Заложив ручищи за спину, он медленно шагал по расчищенной аллее, не глядя на людей.

Самые храбрые и острословы осторожно обращались к нему:

— Что с вами, начальник? Неужели заболели? И кожух не помог?

Квазимодо остановился, окинул грустным взглядом окружающих, достал кисет с махрой, ловко скрутил «козью ножку», задымил и кое-кому из наших предложил закурить, что с ним никогда не бывало. Он в сердцах взмахнул рукой, словно что-то отрубил, и упавшим голосом сказал:

— Эх, досада… Лучше б уж я заболел, было бы легче. А то наш отец родной занедюжил… Слег… По радио ночью передавали… Что, шутишь, столько у него работы… За всех думать… Родной отец…

— А что, начальник? У вас еще отец есть?

— Заболел, говорите, и ходите здесь?

— Попросили бы у начальства отпуск и махнули бы к нему, к батьке, может, ему ваша помощь нужна.

— Начальство уважит и отпустит вас… Все-таки отец, батько.

— Да что вы дурите голову! — возмутился Квазимодо. — Мой отец уже давно дуба врезал, царство ему небесное. Давно схоронили… — Квазимодо пососал погасшую «козью ножку», уныло покачал головой, смахнул рукой слезу, выступившую на глазах, и промолвил, оглядываясь, не подслушивают ли его посторонние. — Это я про нашего общего батька, про Иосифа Виссарионыча. Это он захворал. Передают — очень плох… Если доктора его не вылечат, для всех нас будет хана!

— Да что вы, начальник, правду говорите?

— А ты что же, морда, выдумывать такое буду? Врачи его лечат. Должны спасти… вылечить… Как же мы без вождя?

— Интересно… А какие же врачи, не те, которые врачи-убийцы?

— В газетах за них писали…

Уловив в этих репликах издевку, Квазимодо сразу же спохватился, поняв, что загнул, не следовало перед этими контриками проболтаться, и сменил тон:

— Да замолчите, мужики, я вам сурьезно, а вы… Ну, ладно. Я вам ничего не сказал, а вы ничего не слыхали. Понятно?

— Понятно…

— То-то же…

Мы переглянулись. Эта новость, принесенная Квазимодо, прозвучала для нас как гром среди ясного дня. Если так, то можно ждать, что «родной отец» даст дуба, будут какие-то изменения, а возможно, амнистия.

Квазимодо окинул нас подозрительным взглядом. Он был возмущен, что не видел на наших лицах тени грусти, сострадания. Сердито сплюнув, он направился к воротам. Должно быть, уже сожалел, что поведал про свое горе, — еще, не дай Бог, узнает начальство о том, что он перед зеками проболтался…
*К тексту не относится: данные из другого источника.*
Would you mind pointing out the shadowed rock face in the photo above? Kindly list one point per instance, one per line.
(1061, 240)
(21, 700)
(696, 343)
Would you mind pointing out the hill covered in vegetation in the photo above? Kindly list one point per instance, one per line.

А мы отставили в сторону лопаты, собрались в гурт и принялись негромко обсуждать это событие.

Уже на следующий день все узнали, что умер Сталин…

Никто не представлял себе, что будет без него: лучше или хуже?

У нас, за колючей проволокой, это известие восприняли однозначно: наконец-то страна избавилась от тирана. А что дальше? Но, как бы там ни было, думали мы, хуже быть уже не может! И все-таки людей охватила тревога. Кто придет вместо него?

В ночную смену кто-то из наемных шахтеров со всеми подробностями рассказал, как мы все «осиротели», нет у нас больше «гениального вождя и учителя», неизвестно, кто отныне поведет дальше «корабль Коммунизма». Не утонул бы такой корабль… На шахте люди не работали. Собирались кучками, спорили, шумели.

Не менее шумно было в зоне. Из барака в барак переходили разные слухи. Каждый высказывал свое мнение. Одни — грустили, не представляя себе, что теперь будет. Больше всех спорили арестанты, у которых были большие сроки, негромко шептали те, у которых сроки были поменьше. Кто попадет по амнистии, если таковая будет объявлена. Но все замолкали, словно в рот воды набрали, когда появлялись начальники — большие или малые. Они ходили растерянные, не зная, как быть: умер их кумир — кому теперь служить? Они появлялись неожиданно, прислушивались, принюхивались — о чем зеки толкуют? На всякий случай усилили охрану. На вышках появились пулеметы, стало строже. На ночь бараки запирались на крепкие замки. Никого не выпускали без конвоиров.

Квазимодо по-прежнему прохаживался вразвалку, неторопливым шагом. При нем уже не было палки, и он старался быть сдержаннее, меньше ругать зеков, старался ни с кем не вступать в разговор. Мало что нынче может быть. Он был необычно молчалив, сосредоточен, задумчив. А думал, видать, о том, что, упаси Господь, если в самом деле объявят амнистию — а об этом его начальство поговаривает — и всех зеков освободят, отпустят домой, куда тогда он, Квазимодо, и его сослуживцы денутся? Кому они нужны будут? Бедняга, построил на околице поселка, неподалеку от лагеря, избушку и живет с жинкой, горя не зная, получает хорошее жалованье, добротную обмундировку, жратвы тоже хватает, пасется помаленьку на арестантской кухне — повара не обижают, — всегда с кошелкой уходит с дежурства домой. Так бы и существовать до конца дней. И что же будет, когда эта служба кончится и станет, не дай Бог, безработным? Что будет, если уволят в запас? Пропадет.

Квазимодо никогда еще столько не думал, как теперь. Оказывается, что не он один так размышлял, а многие его сослуживцы.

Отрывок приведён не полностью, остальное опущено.